I'm a faithful reader, but very sporadic contributor to this list (mostly
because there's rarely enough time to quickly read through everything; I'd
contribute more if I could but find the time). In any case, I think my last
contributions were before you joined here, so I thought I'd put in the little
intro. Also, we met at Ed Wingate's Teslathon last summer, but who's gonna
remember that far back?
Anyway, I thought I'd put in a really minor addition to your comments on
the subject. They're excellent, but they also can be read in two ways;
only one of which is correct. I'm sure you had the right one in mind when
you wrote your note, but this may clear up any confusion among some who
read it.
While a sphere, or any shape for that matter has capacitance, it does not
require "the rest of the matter in the universe" in order for that
capacitance to exist. In any first semester fields text, the capacitance of
an isolated sphere is the first thing derived when they get to the subject of
capacitance, because the math is so straightforeward. But in this derivation,
no extra matter in the universe is assumed; in fact the implicit assumption
is that there's absolutely no extra matter in existence. They usually say
that there're no other bodies close enough to influence it, but without
quantitatively defining what constitues "influence", they're really assuming
that there's nothing else there, or perhaps that any other matter is
infinitely far away. (Same difference, I guess.)
In any case, an arbitrary charge q on the body produces an electric field
which can be predicted. The electric field is integrated from the surface of
the sphere to a point infinitely far away, giving the potential (voltage)

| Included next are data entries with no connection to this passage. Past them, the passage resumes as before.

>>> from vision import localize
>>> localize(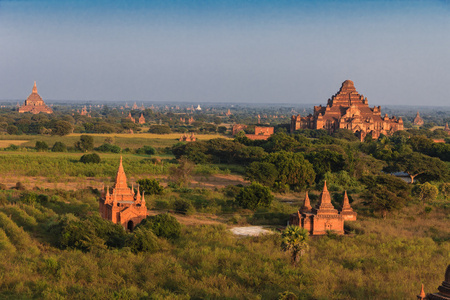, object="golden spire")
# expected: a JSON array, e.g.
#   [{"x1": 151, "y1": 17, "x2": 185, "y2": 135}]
[
  {"x1": 33, "y1": 81, "x2": 37, "y2": 94},
  {"x1": 300, "y1": 191, "x2": 312, "y2": 212},
  {"x1": 417, "y1": 283, "x2": 427, "y2": 300},
  {"x1": 342, "y1": 191, "x2": 352, "y2": 210}
]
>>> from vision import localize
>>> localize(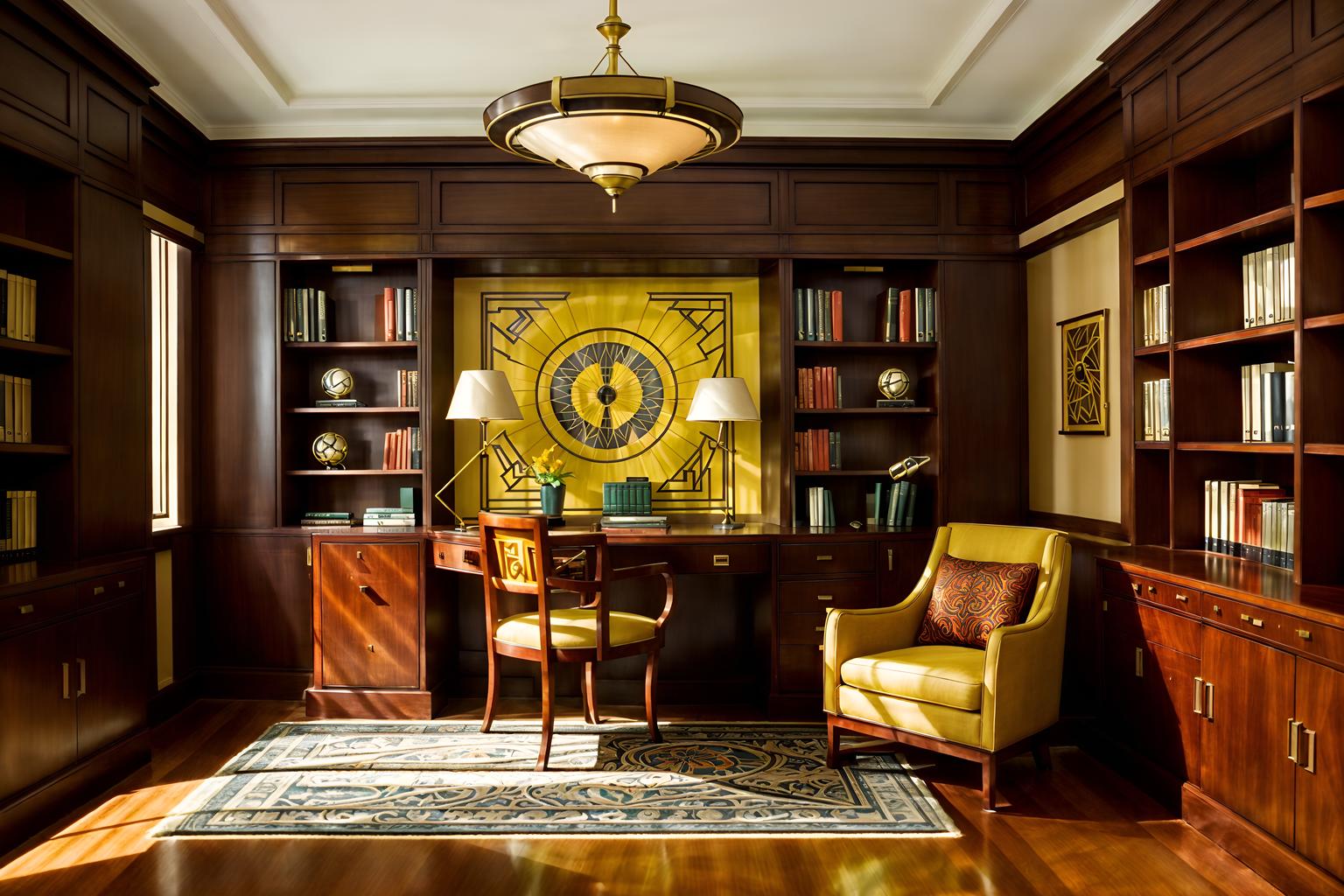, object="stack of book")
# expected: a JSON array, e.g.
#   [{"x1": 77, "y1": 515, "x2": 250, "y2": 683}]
[
  {"x1": 1204, "y1": 480, "x2": 1297, "y2": 570},
  {"x1": 867, "y1": 480, "x2": 920, "y2": 529},
  {"x1": 378, "y1": 286, "x2": 419, "y2": 342},
  {"x1": 0, "y1": 492, "x2": 38, "y2": 563},
  {"x1": 0, "y1": 270, "x2": 38, "y2": 342},
  {"x1": 793, "y1": 288, "x2": 844, "y2": 342},
  {"x1": 396, "y1": 371, "x2": 419, "y2": 407},
  {"x1": 808, "y1": 485, "x2": 836, "y2": 528},
  {"x1": 798, "y1": 367, "x2": 844, "y2": 409},
  {"x1": 1144, "y1": 284, "x2": 1172, "y2": 346},
  {"x1": 1143, "y1": 377, "x2": 1172, "y2": 442},
  {"x1": 793, "y1": 430, "x2": 840, "y2": 470},
  {"x1": 285, "y1": 289, "x2": 331, "y2": 342},
  {"x1": 1242, "y1": 243, "x2": 1297, "y2": 328},
  {"x1": 360, "y1": 508, "x2": 416, "y2": 527},
  {"x1": 0, "y1": 374, "x2": 32, "y2": 442},
  {"x1": 298, "y1": 510, "x2": 355, "y2": 529},
  {"x1": 1242, "y1": 361, "x2": 1297, "y2": 442},
  {"x1": 878, "y1": 286, "x2": 938, "y2": 342},
  {"x1": 383, "y1": 426, "x2": 421, "y2": 470}
]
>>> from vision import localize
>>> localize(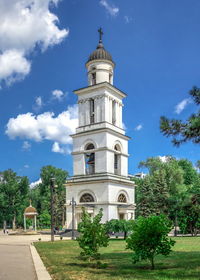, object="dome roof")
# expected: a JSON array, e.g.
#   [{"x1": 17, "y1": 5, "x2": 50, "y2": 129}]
[
  {"x1": 87, "y1": 41, "x2": 114, "y2": 63},
  {"x1": 24, "y1": 205, "x2": 37, "y2": 214}
]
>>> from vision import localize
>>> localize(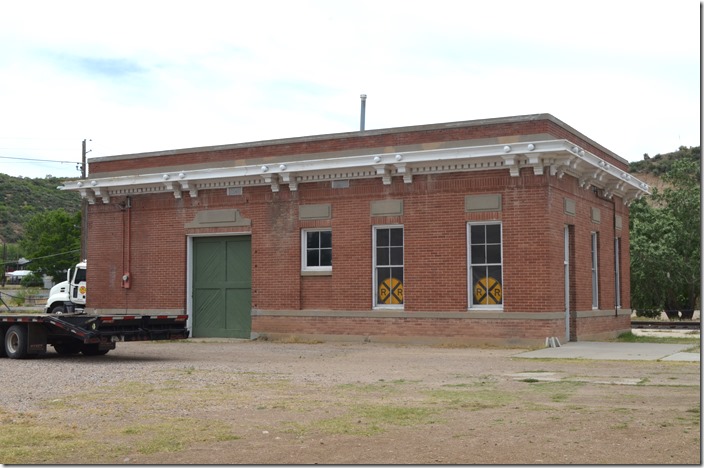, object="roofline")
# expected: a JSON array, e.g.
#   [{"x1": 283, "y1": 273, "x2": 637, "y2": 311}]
[{"x1": 88, "y1": 113, "x2": 628, "y2": 165}]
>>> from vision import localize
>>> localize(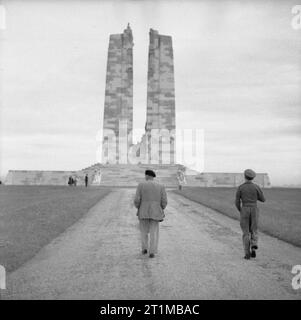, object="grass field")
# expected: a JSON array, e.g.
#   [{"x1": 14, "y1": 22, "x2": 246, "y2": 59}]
[
  {"x1": 0, "y1": 186, "x2": 110, "y2": 271},
  {"x1": 175, "y1": 187, "x2": 301, "y2": 247}
]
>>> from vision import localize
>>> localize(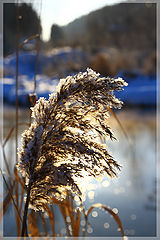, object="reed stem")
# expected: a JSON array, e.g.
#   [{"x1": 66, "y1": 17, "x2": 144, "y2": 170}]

between the sphere and that point, and then the familiar old C = q/V is
applied to get the capacitance between the sphere and the point infinitely
far away. This is the equation we tend to (ab)use for a spherical capacitor.
Now, I don't expect that you implied that extra matter in the universe was
required to greate a capacitance on the isolated sphere, but a quick reading
of your note could give that impression. Since you immediately followed the
portion I quoted with a comment that the equation for the capacitance of a
sphere doesn't work perfectly in the Real World, I suspect you were referring
to the fact that additional matter in the vicinity will affect the value of
the sphere's capacitance, and the capacitance we measure won't match up to
that nice, idealized equation, becaue we've violated the assumptions that
made it so easy to derive.
Predicting the real capacitance in such a situation would take lots
more work that just might not be worth the effort. Using a computer
with decent number-crunching power along with the Method of Moments
should yield pretty accurate results, but if the idealized equation
is already within 20% of the actual as you seem to have measured,
there would seem to be better things to do with our time. Do the
equations for toroid capacitances come this close too?
Anyway, I thought I'd put in my two cent's worth. Hope that's okay.
Wes B.